We're lucky to have humanistic colleagues whose specialized study has enriched understandings far from their fields. Art History Professor Hans Van Miegroet has built on his expertise in artistic modernity to create bridges to computer science, engineering, and image-based fields emerging in the wake of the digital revolution that we scarcely have a name for, in Duke's Visual Studies Initiative. Divinity Professor Ellen Davis has excavated a forgotten environmentalism in the Hebrew Bible, showing that the covenant to be God's chosen people was a covenant also to care for the land. Through her mastery of ancient Hebrew we learn of a long prehistory of environmental values that modern, typically secular, environmental movements could learn to appeal to.

This January, at the second Winter Forum, the Global Health Institute simulated a pandemic, giving undergraduates virtual experience in decision-making in a situation of urgency, ethical complexity, and confusing, rapidly changing "facts." It will not surprise you that faculty in infectious diseases and health policy helped devise the exercise. But another key architect was Priscilla Wald, Professor of English, expert in American literature, and a pioneering student of the role of narratives in health crises.

When the earthquake devastated Haiti one year back, Duke faculty from many fields came together to create a shared research space, the Haiti lab, with graduate and undergraduate students included as partners. The Haiti Lab was able to draw on the expertise of Global Health faculty like Kathy Walmer, who with her husband David runs a family health clinic in Haiti, and legal rights scholars like the Law School's Guy Uriel Charles. But the lead creators of the Haiti Lab were Laurent Dubois and Deborah Jenson, Professors of History and Romance Studies, meaning that Duke's research and relief efforts were grounded in the understanding of Kreyiol history, language and culture; and the Franklin Humanities Institute served as host for the lab.

The Winter Forum, the Haiti Lab, and the Visual Studies Initiative are wonderful examples of humanistic knowledge extending itself into apparently distant areas to enrich the understanding of all. Like Kunshan, these initiatives were all either launched or matured in the depths of the recession.

I conclude with this. Great universities don't advance by the logic of either-or. Wallace Stevens writes in his poem "Notes Toward a Supreme Fiction"

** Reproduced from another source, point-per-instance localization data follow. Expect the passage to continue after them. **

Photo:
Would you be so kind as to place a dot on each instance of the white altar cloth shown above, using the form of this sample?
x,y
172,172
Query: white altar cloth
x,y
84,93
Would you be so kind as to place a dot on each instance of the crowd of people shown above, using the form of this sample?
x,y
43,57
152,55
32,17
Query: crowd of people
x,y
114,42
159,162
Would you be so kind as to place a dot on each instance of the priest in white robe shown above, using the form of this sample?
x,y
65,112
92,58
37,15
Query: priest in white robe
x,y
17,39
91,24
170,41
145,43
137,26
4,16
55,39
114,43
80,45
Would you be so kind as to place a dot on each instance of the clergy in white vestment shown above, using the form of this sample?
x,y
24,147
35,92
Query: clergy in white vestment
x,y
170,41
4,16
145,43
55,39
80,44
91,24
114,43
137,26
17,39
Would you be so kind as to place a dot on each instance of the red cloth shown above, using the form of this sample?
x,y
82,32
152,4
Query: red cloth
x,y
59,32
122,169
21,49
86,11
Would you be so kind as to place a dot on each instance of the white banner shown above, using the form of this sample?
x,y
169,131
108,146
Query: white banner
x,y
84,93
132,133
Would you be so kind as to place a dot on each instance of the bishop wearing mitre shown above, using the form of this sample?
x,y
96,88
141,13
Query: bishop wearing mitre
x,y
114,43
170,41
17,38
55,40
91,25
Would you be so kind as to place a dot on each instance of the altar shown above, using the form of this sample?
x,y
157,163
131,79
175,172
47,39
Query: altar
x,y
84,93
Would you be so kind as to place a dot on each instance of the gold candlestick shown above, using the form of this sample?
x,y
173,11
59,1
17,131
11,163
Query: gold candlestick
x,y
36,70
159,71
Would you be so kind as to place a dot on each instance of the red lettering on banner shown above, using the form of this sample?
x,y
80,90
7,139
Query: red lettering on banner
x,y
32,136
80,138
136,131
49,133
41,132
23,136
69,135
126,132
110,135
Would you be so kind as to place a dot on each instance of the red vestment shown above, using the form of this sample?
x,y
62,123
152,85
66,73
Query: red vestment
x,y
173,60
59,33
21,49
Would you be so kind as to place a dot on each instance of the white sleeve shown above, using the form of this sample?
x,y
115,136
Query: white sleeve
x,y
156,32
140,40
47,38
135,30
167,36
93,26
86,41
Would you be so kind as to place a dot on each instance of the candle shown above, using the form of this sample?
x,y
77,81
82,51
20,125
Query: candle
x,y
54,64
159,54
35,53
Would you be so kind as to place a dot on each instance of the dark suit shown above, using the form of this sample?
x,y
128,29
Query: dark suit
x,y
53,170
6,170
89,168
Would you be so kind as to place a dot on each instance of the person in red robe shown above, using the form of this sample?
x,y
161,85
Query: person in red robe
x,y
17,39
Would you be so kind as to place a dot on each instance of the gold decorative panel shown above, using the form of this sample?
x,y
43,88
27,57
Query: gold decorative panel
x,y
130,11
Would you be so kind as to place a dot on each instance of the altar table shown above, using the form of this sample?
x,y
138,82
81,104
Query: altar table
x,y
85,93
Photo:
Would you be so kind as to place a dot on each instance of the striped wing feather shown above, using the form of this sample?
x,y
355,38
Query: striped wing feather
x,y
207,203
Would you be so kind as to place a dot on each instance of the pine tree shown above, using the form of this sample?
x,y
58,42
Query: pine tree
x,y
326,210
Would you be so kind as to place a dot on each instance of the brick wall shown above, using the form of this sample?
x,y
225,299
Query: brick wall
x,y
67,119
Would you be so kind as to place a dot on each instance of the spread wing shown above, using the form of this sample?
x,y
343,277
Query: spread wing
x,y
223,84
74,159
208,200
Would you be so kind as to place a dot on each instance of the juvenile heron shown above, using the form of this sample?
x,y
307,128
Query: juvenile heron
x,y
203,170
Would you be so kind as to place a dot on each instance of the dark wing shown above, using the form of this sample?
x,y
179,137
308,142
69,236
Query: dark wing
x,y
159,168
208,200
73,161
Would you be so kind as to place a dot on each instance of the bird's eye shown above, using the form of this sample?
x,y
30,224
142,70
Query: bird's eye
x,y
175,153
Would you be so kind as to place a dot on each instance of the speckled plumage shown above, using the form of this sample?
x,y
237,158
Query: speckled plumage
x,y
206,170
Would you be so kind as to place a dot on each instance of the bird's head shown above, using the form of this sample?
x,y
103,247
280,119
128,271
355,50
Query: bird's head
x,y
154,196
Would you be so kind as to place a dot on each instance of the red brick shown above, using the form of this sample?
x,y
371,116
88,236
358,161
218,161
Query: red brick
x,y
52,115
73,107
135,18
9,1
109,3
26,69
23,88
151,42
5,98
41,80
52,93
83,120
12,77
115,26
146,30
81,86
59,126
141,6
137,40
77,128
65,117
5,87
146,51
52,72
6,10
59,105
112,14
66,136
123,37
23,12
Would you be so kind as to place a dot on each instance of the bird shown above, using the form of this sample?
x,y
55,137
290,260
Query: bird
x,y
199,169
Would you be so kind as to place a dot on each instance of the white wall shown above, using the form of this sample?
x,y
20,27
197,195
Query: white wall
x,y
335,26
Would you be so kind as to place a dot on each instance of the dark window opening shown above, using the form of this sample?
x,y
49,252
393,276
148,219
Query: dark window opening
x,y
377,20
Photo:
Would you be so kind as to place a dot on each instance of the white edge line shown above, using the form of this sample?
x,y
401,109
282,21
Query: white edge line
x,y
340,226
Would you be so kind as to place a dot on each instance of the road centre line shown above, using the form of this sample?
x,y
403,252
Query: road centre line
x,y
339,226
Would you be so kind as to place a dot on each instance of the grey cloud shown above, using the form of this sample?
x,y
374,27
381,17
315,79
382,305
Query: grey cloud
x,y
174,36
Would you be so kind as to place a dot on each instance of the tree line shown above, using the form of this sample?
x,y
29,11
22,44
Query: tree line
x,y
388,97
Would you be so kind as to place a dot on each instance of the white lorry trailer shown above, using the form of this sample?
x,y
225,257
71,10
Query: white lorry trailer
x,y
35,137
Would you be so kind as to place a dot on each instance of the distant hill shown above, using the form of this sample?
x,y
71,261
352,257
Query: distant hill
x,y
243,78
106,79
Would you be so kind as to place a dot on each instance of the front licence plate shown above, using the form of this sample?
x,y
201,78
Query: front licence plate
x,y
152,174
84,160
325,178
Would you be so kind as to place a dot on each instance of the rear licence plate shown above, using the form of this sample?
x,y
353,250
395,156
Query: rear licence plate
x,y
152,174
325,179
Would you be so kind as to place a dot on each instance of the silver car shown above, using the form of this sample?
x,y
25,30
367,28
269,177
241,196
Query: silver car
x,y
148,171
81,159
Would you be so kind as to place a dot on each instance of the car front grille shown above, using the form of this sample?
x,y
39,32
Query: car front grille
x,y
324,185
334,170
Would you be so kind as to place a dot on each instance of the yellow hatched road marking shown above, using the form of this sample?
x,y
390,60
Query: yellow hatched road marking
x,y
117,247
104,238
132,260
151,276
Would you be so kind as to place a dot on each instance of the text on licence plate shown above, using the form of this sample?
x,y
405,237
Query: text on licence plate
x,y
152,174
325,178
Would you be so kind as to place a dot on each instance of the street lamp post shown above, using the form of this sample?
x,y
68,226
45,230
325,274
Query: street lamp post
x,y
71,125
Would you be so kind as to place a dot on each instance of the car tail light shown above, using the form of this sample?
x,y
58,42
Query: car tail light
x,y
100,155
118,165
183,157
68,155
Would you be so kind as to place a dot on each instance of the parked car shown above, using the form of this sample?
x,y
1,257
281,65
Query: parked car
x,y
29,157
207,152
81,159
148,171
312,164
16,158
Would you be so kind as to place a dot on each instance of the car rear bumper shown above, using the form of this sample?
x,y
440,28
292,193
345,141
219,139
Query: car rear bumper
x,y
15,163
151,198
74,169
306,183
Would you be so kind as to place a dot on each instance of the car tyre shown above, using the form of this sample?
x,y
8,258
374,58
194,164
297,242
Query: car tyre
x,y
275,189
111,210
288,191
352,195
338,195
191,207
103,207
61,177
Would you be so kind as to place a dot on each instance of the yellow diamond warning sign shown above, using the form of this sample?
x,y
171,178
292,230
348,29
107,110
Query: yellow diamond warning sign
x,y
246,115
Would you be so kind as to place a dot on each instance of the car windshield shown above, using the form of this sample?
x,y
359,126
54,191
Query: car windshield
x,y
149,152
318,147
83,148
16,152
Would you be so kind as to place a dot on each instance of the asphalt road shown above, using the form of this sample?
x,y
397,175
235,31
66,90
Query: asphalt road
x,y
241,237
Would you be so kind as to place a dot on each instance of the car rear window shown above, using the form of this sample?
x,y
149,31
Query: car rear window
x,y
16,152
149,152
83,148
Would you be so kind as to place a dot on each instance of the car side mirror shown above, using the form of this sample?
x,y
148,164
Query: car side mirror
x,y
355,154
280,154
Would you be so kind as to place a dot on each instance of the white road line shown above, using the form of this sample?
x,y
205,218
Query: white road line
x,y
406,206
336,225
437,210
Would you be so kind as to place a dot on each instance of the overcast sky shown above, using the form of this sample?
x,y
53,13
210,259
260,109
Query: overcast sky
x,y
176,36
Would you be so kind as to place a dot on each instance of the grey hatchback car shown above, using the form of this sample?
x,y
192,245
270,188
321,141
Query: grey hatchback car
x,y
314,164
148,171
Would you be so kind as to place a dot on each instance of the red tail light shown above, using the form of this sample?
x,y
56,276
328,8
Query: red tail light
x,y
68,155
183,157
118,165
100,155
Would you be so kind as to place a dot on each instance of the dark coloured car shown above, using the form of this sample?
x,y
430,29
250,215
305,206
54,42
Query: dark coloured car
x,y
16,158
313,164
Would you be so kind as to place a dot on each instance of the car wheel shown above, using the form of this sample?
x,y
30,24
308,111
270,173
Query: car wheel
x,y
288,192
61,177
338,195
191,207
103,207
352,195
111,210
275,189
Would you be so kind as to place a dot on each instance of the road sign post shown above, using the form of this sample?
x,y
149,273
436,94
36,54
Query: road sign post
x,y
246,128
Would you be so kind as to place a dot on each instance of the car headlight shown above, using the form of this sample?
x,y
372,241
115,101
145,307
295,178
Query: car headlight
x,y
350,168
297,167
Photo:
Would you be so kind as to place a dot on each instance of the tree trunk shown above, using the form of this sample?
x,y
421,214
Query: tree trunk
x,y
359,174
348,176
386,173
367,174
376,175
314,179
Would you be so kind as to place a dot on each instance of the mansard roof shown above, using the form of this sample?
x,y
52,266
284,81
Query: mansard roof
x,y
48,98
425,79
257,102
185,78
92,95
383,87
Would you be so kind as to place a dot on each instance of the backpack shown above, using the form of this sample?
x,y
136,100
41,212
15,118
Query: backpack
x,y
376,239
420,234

He had to choose. But it was not a choice

Between excluding things. It was not a choice

Between, but of. He chose to include the things

That in each other are included, the whole,

The complicate, the amassing harmony.

Given finite resources, Duke too is always having to choose. But it is not a choice between excluding things. Arts and sciences, here and abroad, established programs and new initiatives, traditional disciplines and cross-disciplinary inquiry all have their place in the work we do. So our task is appropriately to support each element and to put them in their most illuminating interrelation, to build "the whole, the complicate, the amassing harmony" our partial efforts could compose. Money is scarcer than it was, but our project has never been to have a lot of money. It is to build the liveliest, most comprehensive, and most searching place of inquiry we can possibly envision, with whatever resources we have at hand. My thanks for your work in our common task.